Path B - Custom rollout_func with CUDA_LAUNCH_BLOCKING=1. Re-run the rollout_func setup with synchronous CUDA so the next assert points at the actual line. Probably reveals an OOV-token issue we can clip defensively in the rollout_func itself.

I'm currently on Path A - already reverted the script, prompt now hard-pushes XML format, env_factory back in place. Restart kernel, push the revert, see what happens.

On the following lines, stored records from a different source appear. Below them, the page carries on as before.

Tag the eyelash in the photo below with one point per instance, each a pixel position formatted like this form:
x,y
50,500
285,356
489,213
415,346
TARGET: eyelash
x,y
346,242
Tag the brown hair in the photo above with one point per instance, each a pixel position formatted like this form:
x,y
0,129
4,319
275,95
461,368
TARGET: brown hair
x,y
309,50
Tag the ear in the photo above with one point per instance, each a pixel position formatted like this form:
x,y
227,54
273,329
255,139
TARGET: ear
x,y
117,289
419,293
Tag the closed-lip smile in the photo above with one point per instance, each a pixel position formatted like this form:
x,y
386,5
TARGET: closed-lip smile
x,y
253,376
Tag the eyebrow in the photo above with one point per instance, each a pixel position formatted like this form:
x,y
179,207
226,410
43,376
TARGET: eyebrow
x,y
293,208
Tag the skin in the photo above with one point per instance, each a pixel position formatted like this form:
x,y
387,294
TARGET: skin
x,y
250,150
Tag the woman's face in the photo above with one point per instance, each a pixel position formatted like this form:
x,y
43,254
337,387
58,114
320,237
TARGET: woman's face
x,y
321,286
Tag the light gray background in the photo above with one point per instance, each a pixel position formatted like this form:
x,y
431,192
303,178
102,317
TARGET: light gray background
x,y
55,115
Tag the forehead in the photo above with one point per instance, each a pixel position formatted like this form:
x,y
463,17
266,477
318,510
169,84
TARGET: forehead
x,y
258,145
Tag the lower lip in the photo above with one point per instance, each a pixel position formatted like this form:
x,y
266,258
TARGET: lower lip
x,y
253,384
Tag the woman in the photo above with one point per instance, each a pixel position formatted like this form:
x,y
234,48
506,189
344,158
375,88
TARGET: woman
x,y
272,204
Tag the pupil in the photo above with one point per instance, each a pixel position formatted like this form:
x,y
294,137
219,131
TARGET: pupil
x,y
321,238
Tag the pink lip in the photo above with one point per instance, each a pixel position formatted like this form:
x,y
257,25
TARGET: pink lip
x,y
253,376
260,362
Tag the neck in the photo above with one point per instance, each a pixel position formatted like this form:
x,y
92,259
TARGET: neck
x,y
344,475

If Path A also fails, the fallback is to skip Qwen2.5-Coder entirely and use a smaller Qwen3 model (which TRL's parser knows natively) for the GRPO comparison. Less interesting story but faster path to a working number.


What I'd do differently

  • Pick a model TRL natively supports for the tool-calling format. Qwen3 (any size) instead of Qwen2.5-Coder. The format mismatch ate hours.
  • Rule out vLLM sleep_mode + LoRA from the start. This combo is fragile. Either disable sleep mode and pay the memory cost, or pick a smaller model that fits comfortably without sleeping.
  • Test the SFT model on the env before spending eval budget. 53 trajectories was always going to be a tight regime; an early in-process smoke test with eval_lora.py on 4-5 tasks would have set expectations correctly.
  • Trackio rename, not delete, for failed runs. The office-doc-grpo project on Trackio has a 0-reward run that's evidence of the format-mismatch issue, not waste. It stays as -attempt1.

What still needs to happen

  • A successful GRPO run end-to-end (any path) with non-zero reward curve in Trackio.
  • Eval the GRPO'd model on the 22-task held-out split. Fill in the leaderboard's "GRPO" row.
  • Fair comparison: GRPO from base + fresh LoRA vs GRPO from SFT'd adapter. Both runs need to use the same prompt format and rollout path so the comparison is real.
  • Tighten the dashboard - add a Trackio embed in the dashboard once GRPO is producing curves worth showing.